The site is http://www.s4.brown.edu/Katrina/index.html . It identifies the broad zones of the three-state region where FEMA was authorized to provide assistance. It also shows the more specific areas classified as flooded or moderately to catastrophically storm-damaged by FEMA. 

At a detailed zoom level, the user can display aerial photographs from early September 2001 that have been made available by the National Oceanic and Atmospheric Administration (NOAA) at http://ngs.woc.noaa.gov/katrina. The web system also displays a wide variety of population characteristics from Census 2000 for census tracts. Within the City of New Orleans, it is also possible to see how census tracts are grouped into neighborhoods by the city for planning

Some largely white neighborhoods of affluent homeowners were completely flooded, while some relatively poor black neighborhoods were spared. However there is a general tendency as shown in Table 2 for blacks and poor residents to have greater odds of being in harm’s way.

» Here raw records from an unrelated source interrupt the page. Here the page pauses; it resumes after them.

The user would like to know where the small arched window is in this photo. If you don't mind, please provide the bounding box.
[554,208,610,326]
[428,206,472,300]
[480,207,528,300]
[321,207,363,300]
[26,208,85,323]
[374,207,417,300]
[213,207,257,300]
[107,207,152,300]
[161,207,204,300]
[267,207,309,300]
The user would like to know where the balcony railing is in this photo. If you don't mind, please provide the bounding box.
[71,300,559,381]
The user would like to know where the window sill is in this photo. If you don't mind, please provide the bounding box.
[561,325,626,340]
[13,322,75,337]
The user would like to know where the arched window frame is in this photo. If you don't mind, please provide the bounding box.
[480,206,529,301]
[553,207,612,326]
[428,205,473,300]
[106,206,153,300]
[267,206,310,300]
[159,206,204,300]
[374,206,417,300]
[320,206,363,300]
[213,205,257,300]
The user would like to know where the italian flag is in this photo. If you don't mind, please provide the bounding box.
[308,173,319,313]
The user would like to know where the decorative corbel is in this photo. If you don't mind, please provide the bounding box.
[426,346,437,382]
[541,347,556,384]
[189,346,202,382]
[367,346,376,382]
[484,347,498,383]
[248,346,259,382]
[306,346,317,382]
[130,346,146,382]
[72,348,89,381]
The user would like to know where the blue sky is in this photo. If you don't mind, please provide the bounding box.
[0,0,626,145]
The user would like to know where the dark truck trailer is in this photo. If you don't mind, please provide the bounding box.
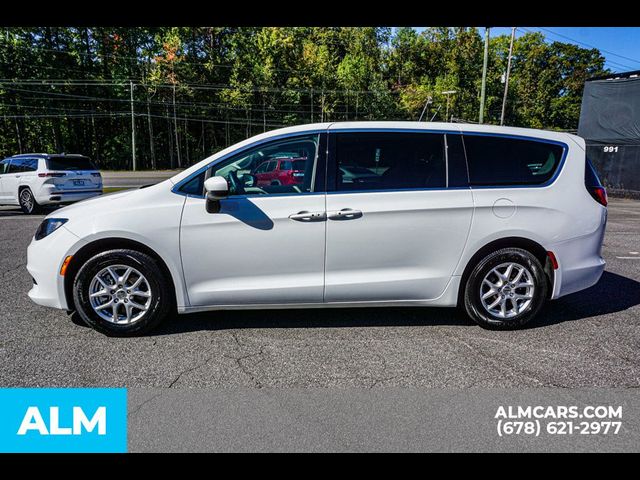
[578,71,640,194]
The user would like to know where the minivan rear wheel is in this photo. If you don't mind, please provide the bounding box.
[73,249,173,336]
[464,248,549,329]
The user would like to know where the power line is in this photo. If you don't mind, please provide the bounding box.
[518,27,635,70]
[539,27,640,67]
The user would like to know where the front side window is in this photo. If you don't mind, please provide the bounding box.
[211,135,319,195]
[464,135,564,186]
[335,132,446,191]
[0,158,11,175]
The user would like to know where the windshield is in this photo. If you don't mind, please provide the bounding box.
[47,157,97,170]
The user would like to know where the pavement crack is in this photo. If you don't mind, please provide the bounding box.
[166,340,218,388]
[445,333,563,388]
[225,332,266,388]
[127,392,162,418]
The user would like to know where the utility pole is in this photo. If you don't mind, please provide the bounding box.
[173,83,182,168]
[442,90,458,122]
[500,27,516,125]
[129,80,137,172]
[478,27,489,123]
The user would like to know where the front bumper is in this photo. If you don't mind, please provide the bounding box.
[27,225,83,310]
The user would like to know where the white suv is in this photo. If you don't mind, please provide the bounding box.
[0,153,102,214]
[27,122,607,335]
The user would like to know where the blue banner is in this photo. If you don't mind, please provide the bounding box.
[0,388,127,453]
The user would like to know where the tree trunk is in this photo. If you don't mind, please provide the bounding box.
[147,91,156,170]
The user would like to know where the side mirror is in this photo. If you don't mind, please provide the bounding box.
[204,177,229,213]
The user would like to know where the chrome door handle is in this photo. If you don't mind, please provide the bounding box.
[327,208,362,220]
[289,210,327,222]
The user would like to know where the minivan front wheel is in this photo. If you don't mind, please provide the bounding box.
[464,248,549,329]
[73,249,172,336]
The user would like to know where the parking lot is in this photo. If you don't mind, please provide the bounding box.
[0,199,640,388]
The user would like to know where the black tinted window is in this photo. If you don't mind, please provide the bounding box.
[47,157,97,170]
[22,158,38,172]
[7,158,22,173]
[447,133,469,187]
[464,135,563,186]
[336,132,446,190]
[584,158,602,187]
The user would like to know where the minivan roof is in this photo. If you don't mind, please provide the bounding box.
[8,153,86,158]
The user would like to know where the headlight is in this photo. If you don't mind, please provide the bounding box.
[35,218,69,240]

Discussions of the racially differential impact of Katrina have often emphasized the Lower Ninth Ward (where many homes were entirely demolished by the breach in the levee of the Industrial Canal) and New Orleans East. Most neighborhoods in these planning districts were more than 85% black, and most residences were damaged. A majority of residents of both of these planning districts were homeowners, though there were clear class distinctions between the two areas. More than a third of Lower Ninth Ward residents were below the poverty line, and nearly 14% were unemployed. New Orleans East had a considerably larger middle class component, though it was not among the city’s most affluent sections.

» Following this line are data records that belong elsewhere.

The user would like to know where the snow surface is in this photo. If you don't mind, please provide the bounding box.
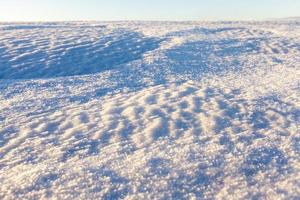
[0,20,300,199]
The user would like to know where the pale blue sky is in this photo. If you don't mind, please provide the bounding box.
[0,0,300,21]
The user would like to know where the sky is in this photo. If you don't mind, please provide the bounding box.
[0,0,300,21]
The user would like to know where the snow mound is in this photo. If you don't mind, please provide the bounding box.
[0,22,300,199]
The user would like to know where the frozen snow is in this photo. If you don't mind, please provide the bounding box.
[0,20,300,199]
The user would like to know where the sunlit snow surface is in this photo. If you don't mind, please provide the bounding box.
[0,21,300,199]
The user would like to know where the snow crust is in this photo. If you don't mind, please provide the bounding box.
[0,20,300,199]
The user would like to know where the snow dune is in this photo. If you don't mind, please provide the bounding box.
[0,21,300,199]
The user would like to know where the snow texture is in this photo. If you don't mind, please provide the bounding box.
[0,20,300,200]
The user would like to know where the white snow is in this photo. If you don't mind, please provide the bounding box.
[0,20,300,199]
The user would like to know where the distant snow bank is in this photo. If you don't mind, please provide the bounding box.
[0,22,300,199]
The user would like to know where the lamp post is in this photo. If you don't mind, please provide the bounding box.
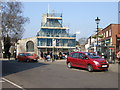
[95,17,100,54]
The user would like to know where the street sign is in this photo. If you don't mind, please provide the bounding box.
[109,48,115,49]
[117,39,120,41]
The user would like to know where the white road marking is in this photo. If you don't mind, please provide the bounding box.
[2,78,25,90]
[0,81,5,82]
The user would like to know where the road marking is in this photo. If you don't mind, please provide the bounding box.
[0,81,5,82]
[2,78,25,90]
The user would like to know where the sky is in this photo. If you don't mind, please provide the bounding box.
[22,2,118,40]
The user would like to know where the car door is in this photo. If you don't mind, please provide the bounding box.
[20,53,26,61]
[71,53,79,66]
[77,53,88,68]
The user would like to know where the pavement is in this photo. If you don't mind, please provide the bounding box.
[0,58,119,73]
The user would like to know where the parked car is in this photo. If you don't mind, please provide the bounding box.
[17,53,39,62]
[66,52,109,72]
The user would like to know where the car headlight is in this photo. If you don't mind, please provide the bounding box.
[106,60,108,63]
[93,61,100,65]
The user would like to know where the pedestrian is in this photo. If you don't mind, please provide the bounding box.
[8,52,11,60]
[117,50,120,64]
[112,51,115,63]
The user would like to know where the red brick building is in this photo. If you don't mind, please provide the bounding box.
[98,24,120,54]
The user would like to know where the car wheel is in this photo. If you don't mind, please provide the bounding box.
[26,59,30,62]
[87,65,93,72]
[67,62,72,68]
[17,59,20,62]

Many of the most segregated neighborhoods with the highest poverty rates are those identified as “projects,” a reference to the prominence of public housing within their borders. The project neighborhoods typically had poverty rates in the range of 60-80% of the population, unemployment is above 20%, they were all predominantly black (with African Americans accounting for 90% or more of their residents), and 80% or more of residents were renters.

There are six such neighborhoods in New Orleans (though there are concentrations of public housing or Section 8 housing in other parts of the city). In five of them with a combined 2000 population of over 15,000 persons (Calliope, Iberville, St. Bernard Area, Desire, and Florida) the entire territory meets this report’s definition of damaged areas. The Fischer Project neighborhood in Algiers was little damaged. (A seventh project neighborhood, the St. Thomas Project in the Central City/Garden District, was demolished in 2002, replaced by a Wal-Mart and new predominantly market-rate condominiums. . . .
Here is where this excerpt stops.